I’ve always been a fan of a good metaphor. It’s one of the best ways you can get people to understand a complex problem. If you can find something your audience can relate to, you have a significantly higher likelihood of them comprehending what you’re saying.
This is especially true when you’re talking about advanced technical mumbo jumbo like distributed computing. If you’re new to the cloud, you or some of your coworkers might have heard the phrase distributed computing but might not know exactly what it means.
Have no fear, today we will learn what distributed computing is with the use of a metaphor. A duck-ing good one.
At its simplest, distributed computing is a fancy way of saying “multiple computers working together to act as a single system.” When the workload gets heavy, the computers distribute the work amongst themselves to make things fast and efficient.
With cloud-native applications, you commonly see this in messaging systems. If you add some work to a queue, multiple computers/servers look at the same queue and process it together.
Ok, now that we understand what we’re trying to explain, let’s bring the ducks in.
Imagine you are at the park to feed the ducks some bread (tip: do not actually feed ducks bread, it is not the best for their diets). You have your loaf of bread and walk over to a group of ducks.
You throw bread to them one slice at a time and they grab and eat it. You throw the bread out faster and different ducks are able to grab slices of bread while the others are eating.
After a couple of minutes, your entire loaf of bread is gone. Those ducks really tear through bread quickly. If there had only been one duck, it would have taken much longer to get through the loaf. You would have had to wait on the lone duck to finish the slice of bread before tossing her the next one.
This is distributed computing. When a message or unit of work comes in, the servers see it, pick it up, and process the work. The more servers you have, the quicker you get through the work under load.
On the surface, this sounds great. Throw more servers out there, link them up, and you have a super fast and fault-tolerant system, right?
Weeeeeellll, yes and no.
A large number of servers under heavy load will start to compete with one another for work.
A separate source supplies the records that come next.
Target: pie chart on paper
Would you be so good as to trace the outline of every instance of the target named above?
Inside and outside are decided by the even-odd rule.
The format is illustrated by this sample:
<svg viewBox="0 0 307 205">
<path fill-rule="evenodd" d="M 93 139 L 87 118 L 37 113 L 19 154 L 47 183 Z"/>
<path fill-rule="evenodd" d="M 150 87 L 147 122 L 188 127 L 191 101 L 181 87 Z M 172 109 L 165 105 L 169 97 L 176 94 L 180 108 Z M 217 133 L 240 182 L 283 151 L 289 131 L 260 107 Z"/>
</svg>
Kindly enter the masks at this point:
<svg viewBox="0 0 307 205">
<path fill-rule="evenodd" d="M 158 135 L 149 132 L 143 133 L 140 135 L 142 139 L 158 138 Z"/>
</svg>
Mathias Verraes puts it best:
There are only two hard problems in distributed systems: 2. Exactly-once delivery 1. Guaranteed order of messages 2. Exactly-once delivery— Mathias Verraes (@mathiasverraes) August 14, 2015
Why are these difficult problems to solve? Let’s turn back to the ducks.
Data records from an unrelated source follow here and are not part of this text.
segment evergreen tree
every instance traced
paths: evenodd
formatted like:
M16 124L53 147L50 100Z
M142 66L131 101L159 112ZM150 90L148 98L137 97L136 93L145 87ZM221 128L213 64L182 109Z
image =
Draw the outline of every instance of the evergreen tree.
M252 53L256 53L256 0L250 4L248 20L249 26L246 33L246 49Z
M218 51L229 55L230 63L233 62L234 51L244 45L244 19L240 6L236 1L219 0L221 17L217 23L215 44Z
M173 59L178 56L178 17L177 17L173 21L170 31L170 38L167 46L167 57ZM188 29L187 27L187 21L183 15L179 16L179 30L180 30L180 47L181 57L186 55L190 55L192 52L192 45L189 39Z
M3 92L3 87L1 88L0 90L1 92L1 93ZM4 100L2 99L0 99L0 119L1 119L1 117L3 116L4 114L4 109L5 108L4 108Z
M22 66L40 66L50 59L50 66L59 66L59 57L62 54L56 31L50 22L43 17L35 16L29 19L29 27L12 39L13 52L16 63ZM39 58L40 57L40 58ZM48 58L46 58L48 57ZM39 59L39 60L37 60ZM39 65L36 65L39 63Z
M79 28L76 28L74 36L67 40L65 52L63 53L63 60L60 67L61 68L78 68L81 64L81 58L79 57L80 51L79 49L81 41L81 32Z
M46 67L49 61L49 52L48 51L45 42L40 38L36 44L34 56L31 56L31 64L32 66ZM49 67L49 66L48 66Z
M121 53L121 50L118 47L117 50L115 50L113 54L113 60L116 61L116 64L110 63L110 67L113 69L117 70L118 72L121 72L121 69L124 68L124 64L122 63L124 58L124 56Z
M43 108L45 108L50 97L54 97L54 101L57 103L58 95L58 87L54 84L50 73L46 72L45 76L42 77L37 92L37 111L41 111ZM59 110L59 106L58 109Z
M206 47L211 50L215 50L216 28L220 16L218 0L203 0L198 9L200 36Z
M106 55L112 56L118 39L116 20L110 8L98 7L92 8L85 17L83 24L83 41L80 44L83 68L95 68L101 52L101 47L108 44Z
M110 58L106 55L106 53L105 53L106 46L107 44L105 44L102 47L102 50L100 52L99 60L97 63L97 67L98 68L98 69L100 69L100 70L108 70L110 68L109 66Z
Exactly once delivery guarantees that a message will be processed only one time. Sounds like something that should be easy.
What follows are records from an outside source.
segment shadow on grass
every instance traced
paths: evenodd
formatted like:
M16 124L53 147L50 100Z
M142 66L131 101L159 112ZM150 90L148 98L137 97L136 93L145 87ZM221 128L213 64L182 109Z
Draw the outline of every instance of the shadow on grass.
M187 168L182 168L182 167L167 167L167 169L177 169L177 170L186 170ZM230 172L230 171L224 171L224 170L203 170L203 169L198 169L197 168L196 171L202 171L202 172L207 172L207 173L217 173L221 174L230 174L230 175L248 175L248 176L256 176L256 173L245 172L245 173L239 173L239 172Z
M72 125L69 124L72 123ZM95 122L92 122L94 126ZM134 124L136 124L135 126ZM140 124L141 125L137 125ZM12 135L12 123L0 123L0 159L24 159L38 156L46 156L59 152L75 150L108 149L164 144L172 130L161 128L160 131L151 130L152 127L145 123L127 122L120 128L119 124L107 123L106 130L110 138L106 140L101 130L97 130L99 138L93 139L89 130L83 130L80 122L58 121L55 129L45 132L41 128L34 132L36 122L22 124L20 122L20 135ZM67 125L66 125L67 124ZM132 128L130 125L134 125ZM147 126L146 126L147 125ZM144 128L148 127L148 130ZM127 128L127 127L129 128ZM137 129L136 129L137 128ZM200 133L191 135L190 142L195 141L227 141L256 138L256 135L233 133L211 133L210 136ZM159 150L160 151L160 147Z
The circle of ducks are all waiting for you to throw out a slice of bread. You throw a slice and two ducks grab it at the same time. They fight for a minute but eventually the bread breaks and both ducks share the same piece of bread. It really was meant for one duck, but you can’t control them. The timing was just right where they both grabbed it at the same time and ended up splitting it.
This is why exactly once delivery is hard with distributed computing. You can’t make the servers pay attention to each other to see who got what. Sometimes when the timing is just right, two machines will pick up the same message and process it twice.
Guaranteed order is pretty much exactly as it sounds like. If I send in messages with the letters A, B, C, and D respectively, I would want A to be worked first, then B, then C, and finally D.
In our duck scenario, we’re back to throwing bread slices one by one. The ducks are loving it, so we throw bread out faster. But there are a couple of ducks that are bigger than the others. They grab the bread and swallow it in one bite while the other ducks might take a few seconds to eat.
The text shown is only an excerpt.